Joe Colangelo, CEO of the ride-sharing company Boxcar, said that many New Jersey cities that have lost out to larger metros elsewhere could ultimately come out ahead over the next decade.
“Cities that have not had these amazing tailwinds … Camden, New Brunswick, Newark, Trenton — these are the cities that had to fight for their survival,” Colangelo said. “They’ve become laboratories of municipal best practices rather than the megacities, which are captured by regulatory interest.”
Brian Sabina, senior vice president of economic transformation for the New Jersey Economic Development Authority, said state governments can utilize economic incentives to boost these kinds of smart cities.
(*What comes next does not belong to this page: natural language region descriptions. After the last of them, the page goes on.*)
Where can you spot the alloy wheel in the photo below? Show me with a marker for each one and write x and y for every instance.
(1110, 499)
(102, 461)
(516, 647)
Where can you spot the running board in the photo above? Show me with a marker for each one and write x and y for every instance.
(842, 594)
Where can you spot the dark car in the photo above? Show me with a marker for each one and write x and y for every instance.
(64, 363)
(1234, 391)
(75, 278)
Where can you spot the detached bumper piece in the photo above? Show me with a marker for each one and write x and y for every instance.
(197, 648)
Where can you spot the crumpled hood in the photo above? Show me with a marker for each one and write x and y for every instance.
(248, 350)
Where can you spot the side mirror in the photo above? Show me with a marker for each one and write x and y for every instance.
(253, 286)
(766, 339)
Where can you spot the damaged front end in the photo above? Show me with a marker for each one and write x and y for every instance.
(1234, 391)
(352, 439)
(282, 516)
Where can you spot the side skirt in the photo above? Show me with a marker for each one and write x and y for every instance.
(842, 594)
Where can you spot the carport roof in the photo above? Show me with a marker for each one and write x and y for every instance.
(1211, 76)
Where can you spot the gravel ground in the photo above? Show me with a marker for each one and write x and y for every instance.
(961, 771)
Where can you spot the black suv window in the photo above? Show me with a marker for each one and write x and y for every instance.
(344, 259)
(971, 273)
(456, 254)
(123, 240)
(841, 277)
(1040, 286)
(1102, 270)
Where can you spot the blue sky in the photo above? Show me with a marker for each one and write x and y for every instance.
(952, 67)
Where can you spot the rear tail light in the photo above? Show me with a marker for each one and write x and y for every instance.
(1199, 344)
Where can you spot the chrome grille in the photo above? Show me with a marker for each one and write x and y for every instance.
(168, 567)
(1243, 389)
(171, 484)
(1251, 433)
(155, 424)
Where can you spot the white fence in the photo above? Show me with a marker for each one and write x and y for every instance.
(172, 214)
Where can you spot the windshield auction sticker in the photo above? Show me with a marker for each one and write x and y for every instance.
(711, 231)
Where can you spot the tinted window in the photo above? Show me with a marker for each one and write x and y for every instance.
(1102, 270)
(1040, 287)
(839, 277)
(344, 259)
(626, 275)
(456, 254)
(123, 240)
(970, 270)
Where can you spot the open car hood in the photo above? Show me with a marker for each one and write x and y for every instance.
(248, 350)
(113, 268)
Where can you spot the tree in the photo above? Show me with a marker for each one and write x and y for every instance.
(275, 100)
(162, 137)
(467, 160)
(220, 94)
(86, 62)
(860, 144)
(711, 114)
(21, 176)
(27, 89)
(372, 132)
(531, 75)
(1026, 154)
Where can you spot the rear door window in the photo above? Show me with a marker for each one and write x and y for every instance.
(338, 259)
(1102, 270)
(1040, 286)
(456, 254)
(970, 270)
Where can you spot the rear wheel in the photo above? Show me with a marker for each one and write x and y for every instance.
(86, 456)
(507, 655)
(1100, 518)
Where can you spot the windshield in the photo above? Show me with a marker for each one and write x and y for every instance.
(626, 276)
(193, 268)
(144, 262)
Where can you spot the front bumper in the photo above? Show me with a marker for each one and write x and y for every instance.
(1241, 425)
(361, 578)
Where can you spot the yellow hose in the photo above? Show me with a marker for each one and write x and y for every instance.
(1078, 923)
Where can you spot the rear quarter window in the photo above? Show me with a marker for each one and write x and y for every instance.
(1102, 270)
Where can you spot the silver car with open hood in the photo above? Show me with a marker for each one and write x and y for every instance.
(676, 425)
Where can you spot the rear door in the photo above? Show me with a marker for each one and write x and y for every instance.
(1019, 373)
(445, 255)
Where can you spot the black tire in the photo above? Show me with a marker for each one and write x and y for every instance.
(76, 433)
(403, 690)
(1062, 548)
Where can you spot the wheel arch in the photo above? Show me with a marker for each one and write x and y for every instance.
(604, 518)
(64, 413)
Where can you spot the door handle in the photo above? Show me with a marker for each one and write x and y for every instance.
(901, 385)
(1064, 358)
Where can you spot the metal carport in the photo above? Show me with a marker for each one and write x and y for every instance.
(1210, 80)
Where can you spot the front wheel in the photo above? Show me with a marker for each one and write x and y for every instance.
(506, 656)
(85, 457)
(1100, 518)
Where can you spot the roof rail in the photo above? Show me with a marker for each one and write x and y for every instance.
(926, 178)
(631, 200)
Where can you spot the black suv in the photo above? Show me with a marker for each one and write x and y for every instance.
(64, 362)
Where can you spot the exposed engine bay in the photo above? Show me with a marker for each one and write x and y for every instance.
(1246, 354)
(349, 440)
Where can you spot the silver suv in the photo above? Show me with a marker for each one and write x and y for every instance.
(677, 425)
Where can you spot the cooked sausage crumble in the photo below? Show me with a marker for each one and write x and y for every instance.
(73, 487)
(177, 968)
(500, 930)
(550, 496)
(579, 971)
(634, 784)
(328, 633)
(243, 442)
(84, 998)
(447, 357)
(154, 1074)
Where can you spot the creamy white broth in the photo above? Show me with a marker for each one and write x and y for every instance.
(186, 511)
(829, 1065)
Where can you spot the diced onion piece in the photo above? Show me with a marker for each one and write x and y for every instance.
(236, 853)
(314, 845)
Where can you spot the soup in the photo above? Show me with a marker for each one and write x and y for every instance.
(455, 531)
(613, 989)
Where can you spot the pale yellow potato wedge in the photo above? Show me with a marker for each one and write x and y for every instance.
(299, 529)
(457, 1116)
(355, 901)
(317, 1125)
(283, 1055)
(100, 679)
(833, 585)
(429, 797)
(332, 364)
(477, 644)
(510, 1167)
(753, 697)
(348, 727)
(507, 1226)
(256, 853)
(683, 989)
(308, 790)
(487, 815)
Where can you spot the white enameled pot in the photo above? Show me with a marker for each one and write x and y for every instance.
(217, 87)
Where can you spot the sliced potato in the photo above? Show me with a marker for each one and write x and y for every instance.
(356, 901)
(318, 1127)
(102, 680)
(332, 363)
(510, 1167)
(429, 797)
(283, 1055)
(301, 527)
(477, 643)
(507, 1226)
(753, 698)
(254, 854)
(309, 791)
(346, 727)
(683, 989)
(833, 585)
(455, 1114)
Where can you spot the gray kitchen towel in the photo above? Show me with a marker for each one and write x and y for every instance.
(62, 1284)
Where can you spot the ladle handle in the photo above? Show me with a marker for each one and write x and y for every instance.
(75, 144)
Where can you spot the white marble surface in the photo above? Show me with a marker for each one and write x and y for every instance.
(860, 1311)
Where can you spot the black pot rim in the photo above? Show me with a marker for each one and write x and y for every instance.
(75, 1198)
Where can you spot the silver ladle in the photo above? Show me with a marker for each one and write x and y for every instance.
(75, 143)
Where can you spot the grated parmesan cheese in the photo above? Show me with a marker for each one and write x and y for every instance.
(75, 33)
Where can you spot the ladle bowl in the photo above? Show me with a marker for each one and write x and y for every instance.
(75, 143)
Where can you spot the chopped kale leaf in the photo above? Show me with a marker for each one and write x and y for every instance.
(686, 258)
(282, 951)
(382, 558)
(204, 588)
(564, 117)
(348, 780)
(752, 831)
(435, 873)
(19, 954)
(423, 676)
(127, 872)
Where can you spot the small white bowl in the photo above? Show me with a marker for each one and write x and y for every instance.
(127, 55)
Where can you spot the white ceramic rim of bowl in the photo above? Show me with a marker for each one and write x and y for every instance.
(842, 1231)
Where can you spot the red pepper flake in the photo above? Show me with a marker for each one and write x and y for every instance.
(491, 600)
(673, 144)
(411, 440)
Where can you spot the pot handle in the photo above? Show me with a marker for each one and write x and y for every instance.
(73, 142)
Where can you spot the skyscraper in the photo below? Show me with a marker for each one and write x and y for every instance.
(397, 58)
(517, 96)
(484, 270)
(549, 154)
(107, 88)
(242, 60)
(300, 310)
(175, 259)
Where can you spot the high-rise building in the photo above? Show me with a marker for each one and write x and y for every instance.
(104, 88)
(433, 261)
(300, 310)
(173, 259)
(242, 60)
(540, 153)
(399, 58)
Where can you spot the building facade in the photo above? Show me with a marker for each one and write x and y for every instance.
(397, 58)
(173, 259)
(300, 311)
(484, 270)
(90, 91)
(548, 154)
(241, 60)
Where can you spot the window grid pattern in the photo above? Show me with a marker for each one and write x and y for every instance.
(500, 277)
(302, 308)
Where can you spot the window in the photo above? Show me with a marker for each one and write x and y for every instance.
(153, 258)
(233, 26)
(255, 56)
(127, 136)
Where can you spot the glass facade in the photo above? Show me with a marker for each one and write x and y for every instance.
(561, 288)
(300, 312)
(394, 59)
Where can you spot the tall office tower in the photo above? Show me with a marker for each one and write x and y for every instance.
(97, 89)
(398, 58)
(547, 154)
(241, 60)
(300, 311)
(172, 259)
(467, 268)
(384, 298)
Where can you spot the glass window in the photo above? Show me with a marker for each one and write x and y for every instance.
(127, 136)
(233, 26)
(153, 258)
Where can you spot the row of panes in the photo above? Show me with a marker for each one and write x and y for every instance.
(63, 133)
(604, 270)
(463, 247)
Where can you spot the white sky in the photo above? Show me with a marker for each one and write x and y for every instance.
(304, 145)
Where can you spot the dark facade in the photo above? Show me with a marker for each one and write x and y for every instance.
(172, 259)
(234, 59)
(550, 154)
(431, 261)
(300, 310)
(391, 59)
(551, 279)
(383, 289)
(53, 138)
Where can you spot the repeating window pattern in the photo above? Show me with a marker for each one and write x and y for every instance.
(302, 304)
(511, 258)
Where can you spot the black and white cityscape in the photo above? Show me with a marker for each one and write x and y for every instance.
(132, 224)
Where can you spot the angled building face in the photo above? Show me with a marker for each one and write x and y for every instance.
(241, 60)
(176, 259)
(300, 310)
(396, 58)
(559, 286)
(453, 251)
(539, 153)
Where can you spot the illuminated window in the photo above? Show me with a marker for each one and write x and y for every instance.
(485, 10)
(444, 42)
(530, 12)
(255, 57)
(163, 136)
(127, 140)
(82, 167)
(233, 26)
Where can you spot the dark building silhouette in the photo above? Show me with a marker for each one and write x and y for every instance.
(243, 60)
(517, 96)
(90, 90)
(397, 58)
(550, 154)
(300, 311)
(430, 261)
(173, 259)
New Jersey already has programs that offer such perks as rent subsidization for startups at incubators and other collaborative workspaces, as well as the newly enacted federal Opportunity Zones, where investments can offset capital gains taxes if they invest in one of 169 zones in the state.
Smart cities would be more connected to ride-sharing apps such as Uber and Lyft, according to Ann Ferracane, Lyft’s general manager for New York and New Jersey.
And these connections, she said, would work toward an “ultimate goal of designing our cities around people, rather than transportation and cars.”
“They’ll be more much integrated into that app, such as connecting with transit, connecting with other types of transportation such as scooters or bikes,” Ferracane said.
Ferracane said that the application of ride-sharing bikes and scooters could replace cars as the main mode of travel between the home and mass transit, thereby reducing congestion and eliminating the need for potentially costly parking garages.
Amy McIlvaine, business development manager for AT&T’s Smart Cities program, said with any smart technology, large-scale data collection about town’s residents is inevitable. Used properly, she said, it could be an enormous advantage to the community.
“The suggestions that we proposed for various cities are working with their own information technology organizations,” McIlvaine said. “Just having a facilitation of conversations in specific neighborhoods about how this data can be leveraged to the city’s advantage or to the citizen’s advantage or the neighborhood’s advantage.”
Ferracane and Kristin Larew, business development manager for PSE&G Renewables & Energy Solutions, suggested towns and tech companies would have to cooperate to ensure protecting and anonymizing the data they collect.
“We see it as the customer’s choice to the extent that we can use the customer data to improve their lives and give each one the benefit that ‘you’re OK with that,’” Larew said.